L’homme s’écroula après avoir heurté le mur, il respirait difficilement, crachant salive et sang sur le pavé gras de la ruelle ; Harrison joua avec la lourde lampe torche dans la main droite.
« Spunky je vais te crever, tu ne devrais pas en douter une seule seconde. »
Spunkmeyer rampa faiblement, son front entra en contact avec une flaque et la sensation de fraîcheur était délicieuse, il avait si mal aux bide et aux côtes, insupportable, ce flic savait où cogner.
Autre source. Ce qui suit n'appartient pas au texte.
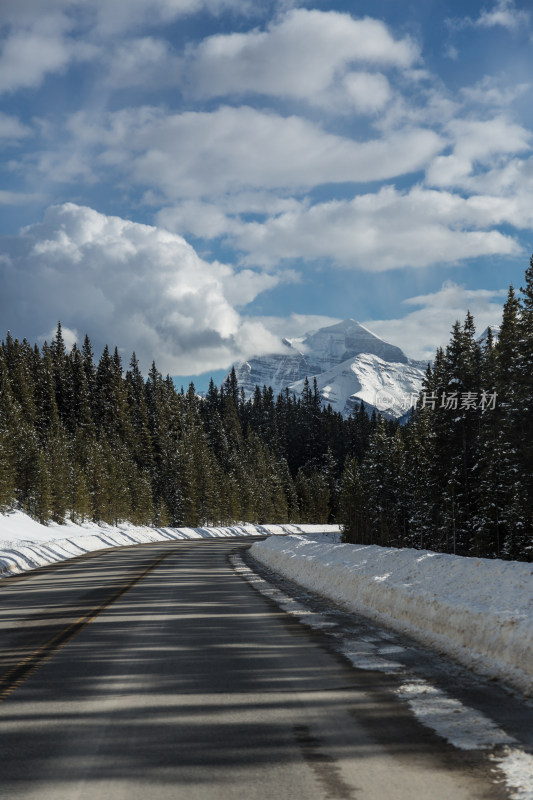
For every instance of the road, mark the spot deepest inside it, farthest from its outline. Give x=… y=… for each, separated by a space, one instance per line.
x=158 y=672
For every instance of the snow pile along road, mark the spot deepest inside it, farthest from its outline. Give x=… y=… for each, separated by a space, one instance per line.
x=479 y=611
x=26 y=545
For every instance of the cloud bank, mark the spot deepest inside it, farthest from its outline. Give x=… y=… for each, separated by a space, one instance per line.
x=134 y=285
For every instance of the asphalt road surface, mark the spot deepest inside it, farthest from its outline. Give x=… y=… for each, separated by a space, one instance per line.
x=157 y=672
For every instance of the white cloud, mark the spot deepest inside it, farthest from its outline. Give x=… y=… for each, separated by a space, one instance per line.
x=504 y=14
x=133 y=285
x=421 y=331
x=301 y=55
x=40 y=47
x=477 y=142
x=144 y=61
x=233 y=149
x=297 y=324
x=12 y=129
x=381 y=231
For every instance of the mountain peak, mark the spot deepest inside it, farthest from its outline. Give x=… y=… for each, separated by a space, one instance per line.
x=350 y=363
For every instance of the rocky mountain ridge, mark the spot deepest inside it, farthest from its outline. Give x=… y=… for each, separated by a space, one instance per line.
x=351 y=365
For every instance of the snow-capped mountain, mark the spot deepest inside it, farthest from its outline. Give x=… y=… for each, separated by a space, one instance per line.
x=350 y=363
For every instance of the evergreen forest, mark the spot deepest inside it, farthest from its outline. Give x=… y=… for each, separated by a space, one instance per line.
x=89 y=439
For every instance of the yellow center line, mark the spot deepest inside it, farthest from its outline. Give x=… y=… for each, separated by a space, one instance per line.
x=15 y=676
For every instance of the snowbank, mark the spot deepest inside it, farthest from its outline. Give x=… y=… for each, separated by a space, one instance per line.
x=25 y=544
x=479 y=611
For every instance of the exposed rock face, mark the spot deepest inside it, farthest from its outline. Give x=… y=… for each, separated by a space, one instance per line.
x=350 y=364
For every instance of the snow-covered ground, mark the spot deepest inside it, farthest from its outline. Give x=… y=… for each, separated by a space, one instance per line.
x=25 y=544
x=464 y=726
x=479 y=611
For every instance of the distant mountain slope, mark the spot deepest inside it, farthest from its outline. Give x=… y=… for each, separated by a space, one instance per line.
x=350 y=363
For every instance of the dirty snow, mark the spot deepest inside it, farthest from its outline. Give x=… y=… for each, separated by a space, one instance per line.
x=26 y=544
x=479 y=611
x=464 y=727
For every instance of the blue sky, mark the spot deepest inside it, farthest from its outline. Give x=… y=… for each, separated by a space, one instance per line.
x=192 y=179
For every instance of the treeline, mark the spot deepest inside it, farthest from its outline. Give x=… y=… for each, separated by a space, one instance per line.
x=458 y=477
x=88 y=440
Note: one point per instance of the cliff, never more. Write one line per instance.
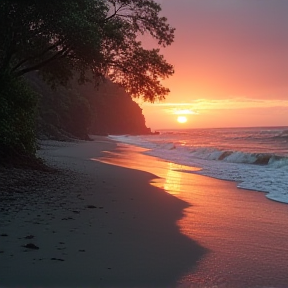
(79, 110)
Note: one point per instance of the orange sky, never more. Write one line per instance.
(231, 63)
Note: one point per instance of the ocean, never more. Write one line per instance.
(255, 158)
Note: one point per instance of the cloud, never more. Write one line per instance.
(196, 106)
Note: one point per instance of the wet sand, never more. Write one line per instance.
(245, 233)
(90, 224)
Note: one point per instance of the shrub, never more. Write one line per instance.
(17, 118)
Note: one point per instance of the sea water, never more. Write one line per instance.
(256, 158)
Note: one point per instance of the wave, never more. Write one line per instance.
(240, 157)
(266, 172)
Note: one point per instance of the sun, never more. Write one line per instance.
(182, 119)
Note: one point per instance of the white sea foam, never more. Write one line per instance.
(264, 171)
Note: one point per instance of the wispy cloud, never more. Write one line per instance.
(199, 105)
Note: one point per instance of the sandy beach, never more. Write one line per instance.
(99, 220)
(90, 224)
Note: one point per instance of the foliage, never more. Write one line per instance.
(59, 37)
(17, 118)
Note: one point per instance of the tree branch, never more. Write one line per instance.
(60, 54)
(36, 56)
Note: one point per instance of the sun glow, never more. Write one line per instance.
(182, 119)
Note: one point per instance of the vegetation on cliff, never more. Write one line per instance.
(61, 39)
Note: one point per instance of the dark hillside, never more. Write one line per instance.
(79, 110)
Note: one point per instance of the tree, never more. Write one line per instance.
(59, 38)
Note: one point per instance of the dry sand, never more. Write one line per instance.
(89, 224)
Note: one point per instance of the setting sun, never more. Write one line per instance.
(182, 119)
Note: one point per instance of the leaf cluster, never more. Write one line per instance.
(61, 37)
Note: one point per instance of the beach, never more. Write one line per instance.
(109, 216)
(91, 224)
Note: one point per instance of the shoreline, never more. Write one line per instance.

Les bruits des chaussures de la brute écrasant les détritus non loin de sa tête déclenchèrent un nouvel afflux de peur, Spunkmeyer imaginait déjà comment il allait le larder de coups de pieds dans les côtes ; Harrison était un vrai cinglé et il n’hésiterait sûrement pas à la laisser pour mort après un maquillage de routine.
« Qui se soucie d’un petit dealer de merde comme toi Spunk ? Personne à part moi, alors tu vas cracher le morceau où je te défonce le crâne ! »
L’homme au sol tenta de se redresser en pleurnichant, les bras tendus en un geste de soumission et de supplique presque religieux ; la religion ne faisait son apparition réelle que lorsque la vie s’en allait, laissant l’homme en proie à des questions sans réponses, la religion était un piège terriblement bien huilé. Harrison regarda le visage creusé de Spunkmeyer, il avait brisé la règle numéro un du dealer : ne jamais toucher à sa propre camelote, il était devenu une ombre de lui-même, un être nouveau issu d’un long procédé d’affinage qui laissait le superflu derrière, seulement attentif à la subsistance de l’âme et aux visions de l’autre côté.
Dégoûté, terrifié, Harrison dégaina son arme d’un geste fluide et vida son chargeur sur le zombie à ses pieds ; ce fut le « clic !clic ! » du percuteur frappant à vide qui le ramena à la réalité, il avait temporairement exorcisé ses démons en sombrant dans un monde blanc de facilité et de brutalité libératrice ; seuls les gens qui avaient déjà tué pouvaient voir quelle addiction cela représentait, soulagement total mais tellement éphémère.
D’une main tremblante Harrison rengaina son arme et entreprit très lentement de ramasser les douilles à l’aide de son mouchoir, personne ne viendrait voir ce qui s’était passé ici, Spunkmeyer serai pourrissant avant que quiconque ne le découvre. Après quoi Harrison se laissa aller en arrière et s’adossa au mur, la pluie loure lavait son visage, il ouvrit la boîte en plastique cylindrique et la porta à ses lèvres faisant glisser les comprimés dans sa bouche, puis les bras en croix et tournant sur lui-même il laissa la pluie entrer dans sa bouche ouverte en riant. La porte de la voiture claqua très sèchement, le bruit des gouttes sur la carrosserie était assourdissant tout comme la migraine martelant le crâne du détective ; regardant rapidement son carnet à spirales il raya le nom de Spunk, il ne lui restait plus qu’à pécher au petit bonheur la chance et il savait où aller.